Photograph by Patrick Messina / Getty “It would be a fool’s errand to try to list the best films by Jean-Luc Godard, who died, at the age of ninety-one, earlier this week,” the critic Richard Brody writes, as he offers an entry point to exploring Godard’s extensive filmography. Instead, “these are the films of Godard’s that have, in some sense, taken me over—the ones that most often come to my mind, on their own.” - “A Married Woman”: Godard was obsessed with Beethoven’s string quartets, and here he unifies Beethoven and genre cinema with the alluring and mind-bending dazzle of modern media, the stark graphics and hectic rhetoric of advertising, in the interest of a subtle reinvention of the very nature of cinematic realism.
- “Masculine Feminine”: When I interviewed Godard in his office in Rolle, Switzerland, in June, 2000, I told him that I considered this 1966 film to be a new beginning for him—a movie that owed nothing in style, tone, story, or scale to Hollywood, and that, as a result, served as a template for independent filmmaking by young filmmakers. (To my surprise, he agreed.)
- “King Lear”: When Godard turned his attention to Shakespeare, it was with a daring sense of freedom that played fast and loose with the sacred text, but also extracted from it a tragic essence that bears little trace of a mere filming of the play; rather, it renders the drama inextricably and fundamentally cinematic.
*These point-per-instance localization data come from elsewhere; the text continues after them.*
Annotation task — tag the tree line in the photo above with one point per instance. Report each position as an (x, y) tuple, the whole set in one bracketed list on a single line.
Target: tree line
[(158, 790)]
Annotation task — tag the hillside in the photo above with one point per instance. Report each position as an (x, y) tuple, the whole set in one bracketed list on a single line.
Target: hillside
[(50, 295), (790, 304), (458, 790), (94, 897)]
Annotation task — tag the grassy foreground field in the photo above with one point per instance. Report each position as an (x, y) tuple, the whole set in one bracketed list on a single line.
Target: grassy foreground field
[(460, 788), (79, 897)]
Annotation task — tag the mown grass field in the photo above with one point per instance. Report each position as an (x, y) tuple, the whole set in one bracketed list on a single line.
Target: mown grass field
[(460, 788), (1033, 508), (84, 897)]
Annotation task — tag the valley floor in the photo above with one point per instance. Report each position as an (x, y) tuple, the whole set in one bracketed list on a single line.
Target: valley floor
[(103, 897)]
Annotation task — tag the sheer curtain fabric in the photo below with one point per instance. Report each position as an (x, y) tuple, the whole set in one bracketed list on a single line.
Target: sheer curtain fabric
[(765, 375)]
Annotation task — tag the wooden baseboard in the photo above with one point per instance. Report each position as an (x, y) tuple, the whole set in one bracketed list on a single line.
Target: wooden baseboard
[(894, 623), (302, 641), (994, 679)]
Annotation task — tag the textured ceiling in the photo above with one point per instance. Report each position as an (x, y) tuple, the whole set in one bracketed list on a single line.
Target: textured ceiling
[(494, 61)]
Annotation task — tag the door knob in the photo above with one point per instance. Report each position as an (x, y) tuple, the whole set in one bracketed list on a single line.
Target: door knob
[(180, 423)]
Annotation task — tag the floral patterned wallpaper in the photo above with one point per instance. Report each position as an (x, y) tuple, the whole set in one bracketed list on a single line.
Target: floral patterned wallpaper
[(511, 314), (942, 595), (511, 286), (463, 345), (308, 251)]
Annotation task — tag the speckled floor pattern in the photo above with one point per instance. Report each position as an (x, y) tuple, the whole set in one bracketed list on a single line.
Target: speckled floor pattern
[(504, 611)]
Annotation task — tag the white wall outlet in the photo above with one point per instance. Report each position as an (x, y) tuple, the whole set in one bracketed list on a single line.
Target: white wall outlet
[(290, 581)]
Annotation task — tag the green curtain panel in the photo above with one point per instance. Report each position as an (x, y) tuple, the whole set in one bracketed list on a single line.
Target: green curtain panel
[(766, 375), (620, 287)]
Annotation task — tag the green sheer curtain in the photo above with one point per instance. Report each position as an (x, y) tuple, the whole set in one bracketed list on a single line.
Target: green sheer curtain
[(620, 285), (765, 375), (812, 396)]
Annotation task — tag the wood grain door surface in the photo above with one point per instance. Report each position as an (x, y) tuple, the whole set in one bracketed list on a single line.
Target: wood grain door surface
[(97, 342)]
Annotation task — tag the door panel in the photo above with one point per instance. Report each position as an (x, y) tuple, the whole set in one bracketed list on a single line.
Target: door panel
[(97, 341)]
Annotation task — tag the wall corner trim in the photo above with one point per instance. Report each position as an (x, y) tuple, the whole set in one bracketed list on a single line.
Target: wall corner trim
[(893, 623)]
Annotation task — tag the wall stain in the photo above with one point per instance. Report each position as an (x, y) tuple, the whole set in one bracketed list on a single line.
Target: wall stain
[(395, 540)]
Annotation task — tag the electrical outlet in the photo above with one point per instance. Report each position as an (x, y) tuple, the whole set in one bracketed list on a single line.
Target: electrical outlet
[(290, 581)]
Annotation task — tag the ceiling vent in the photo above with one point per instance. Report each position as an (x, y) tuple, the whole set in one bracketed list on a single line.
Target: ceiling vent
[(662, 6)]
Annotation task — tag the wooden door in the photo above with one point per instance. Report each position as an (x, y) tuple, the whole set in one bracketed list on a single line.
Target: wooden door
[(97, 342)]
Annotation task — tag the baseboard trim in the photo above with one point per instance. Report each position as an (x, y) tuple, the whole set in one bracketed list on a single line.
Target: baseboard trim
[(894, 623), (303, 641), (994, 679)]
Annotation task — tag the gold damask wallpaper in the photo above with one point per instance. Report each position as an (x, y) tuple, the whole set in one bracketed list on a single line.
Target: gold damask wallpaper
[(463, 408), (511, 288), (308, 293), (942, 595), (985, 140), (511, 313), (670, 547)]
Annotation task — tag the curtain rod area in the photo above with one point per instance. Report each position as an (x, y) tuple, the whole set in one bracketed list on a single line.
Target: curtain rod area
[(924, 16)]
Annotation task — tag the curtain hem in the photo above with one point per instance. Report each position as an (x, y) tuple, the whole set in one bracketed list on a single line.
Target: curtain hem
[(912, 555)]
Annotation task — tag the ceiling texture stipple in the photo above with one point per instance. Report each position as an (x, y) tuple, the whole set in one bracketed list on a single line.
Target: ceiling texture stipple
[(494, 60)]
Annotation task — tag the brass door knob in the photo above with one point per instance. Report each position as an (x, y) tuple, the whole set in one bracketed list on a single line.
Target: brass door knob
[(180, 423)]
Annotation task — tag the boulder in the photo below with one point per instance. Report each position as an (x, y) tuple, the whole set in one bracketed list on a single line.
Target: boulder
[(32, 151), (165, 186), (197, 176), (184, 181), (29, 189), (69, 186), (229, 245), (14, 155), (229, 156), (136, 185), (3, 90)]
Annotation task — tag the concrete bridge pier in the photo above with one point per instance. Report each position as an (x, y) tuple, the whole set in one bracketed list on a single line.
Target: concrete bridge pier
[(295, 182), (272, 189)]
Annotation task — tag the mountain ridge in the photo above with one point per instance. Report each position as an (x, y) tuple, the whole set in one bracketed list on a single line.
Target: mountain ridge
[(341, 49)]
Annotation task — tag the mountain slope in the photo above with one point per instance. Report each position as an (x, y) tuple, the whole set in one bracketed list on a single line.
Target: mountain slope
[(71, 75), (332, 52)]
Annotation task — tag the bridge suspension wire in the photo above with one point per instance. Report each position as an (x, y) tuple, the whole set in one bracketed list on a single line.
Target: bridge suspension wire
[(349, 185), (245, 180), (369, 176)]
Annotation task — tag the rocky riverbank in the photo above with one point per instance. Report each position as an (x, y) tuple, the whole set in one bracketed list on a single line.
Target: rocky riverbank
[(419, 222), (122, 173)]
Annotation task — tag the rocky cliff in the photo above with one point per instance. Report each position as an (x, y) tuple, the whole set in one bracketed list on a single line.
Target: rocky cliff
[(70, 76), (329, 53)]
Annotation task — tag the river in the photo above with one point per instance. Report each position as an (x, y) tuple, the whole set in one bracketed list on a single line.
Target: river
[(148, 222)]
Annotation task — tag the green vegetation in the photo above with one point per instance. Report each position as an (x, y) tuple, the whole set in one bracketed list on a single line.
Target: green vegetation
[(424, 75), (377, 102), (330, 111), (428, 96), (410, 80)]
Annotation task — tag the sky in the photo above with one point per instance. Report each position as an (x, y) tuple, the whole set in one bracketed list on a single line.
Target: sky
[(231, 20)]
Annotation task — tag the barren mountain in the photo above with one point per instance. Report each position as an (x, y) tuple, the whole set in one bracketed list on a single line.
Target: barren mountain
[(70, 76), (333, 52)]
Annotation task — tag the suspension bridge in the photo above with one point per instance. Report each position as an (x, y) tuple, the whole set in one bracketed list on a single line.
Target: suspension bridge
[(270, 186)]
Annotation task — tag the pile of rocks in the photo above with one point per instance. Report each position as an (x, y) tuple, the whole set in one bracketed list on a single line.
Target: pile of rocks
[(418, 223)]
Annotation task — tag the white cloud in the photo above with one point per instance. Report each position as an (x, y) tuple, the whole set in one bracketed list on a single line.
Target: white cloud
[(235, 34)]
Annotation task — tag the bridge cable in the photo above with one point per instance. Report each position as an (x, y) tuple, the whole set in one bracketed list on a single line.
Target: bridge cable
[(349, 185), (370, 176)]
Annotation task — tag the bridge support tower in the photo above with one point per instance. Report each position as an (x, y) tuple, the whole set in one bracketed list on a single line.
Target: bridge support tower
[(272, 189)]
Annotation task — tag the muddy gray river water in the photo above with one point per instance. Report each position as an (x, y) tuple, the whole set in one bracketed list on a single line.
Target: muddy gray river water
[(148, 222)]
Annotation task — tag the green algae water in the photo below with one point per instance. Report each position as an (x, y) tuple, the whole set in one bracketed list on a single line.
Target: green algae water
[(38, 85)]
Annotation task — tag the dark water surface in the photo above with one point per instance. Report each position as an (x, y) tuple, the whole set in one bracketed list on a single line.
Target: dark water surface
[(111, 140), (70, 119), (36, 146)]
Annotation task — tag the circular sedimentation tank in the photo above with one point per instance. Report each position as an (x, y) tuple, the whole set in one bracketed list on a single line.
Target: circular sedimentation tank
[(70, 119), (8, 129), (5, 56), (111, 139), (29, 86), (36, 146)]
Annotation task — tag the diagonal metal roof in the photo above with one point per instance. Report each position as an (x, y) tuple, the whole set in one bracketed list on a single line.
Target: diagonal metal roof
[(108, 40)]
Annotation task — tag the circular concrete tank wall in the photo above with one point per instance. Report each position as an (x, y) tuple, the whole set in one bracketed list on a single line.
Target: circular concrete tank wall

- “Letter to Freddy Buache”: The root of it is painting, the technique is documentary, and the emotional impulse is the overwhelming desire to connect with strangers. The art involves a kind of slow-motion effect, based on successive freeze-frames, that Godard designed for his feature “Every Man for Himself” but didn’t quite have the technology for at the time; and it features Godard’s voice, speaking to his friend, for ten straight minutes.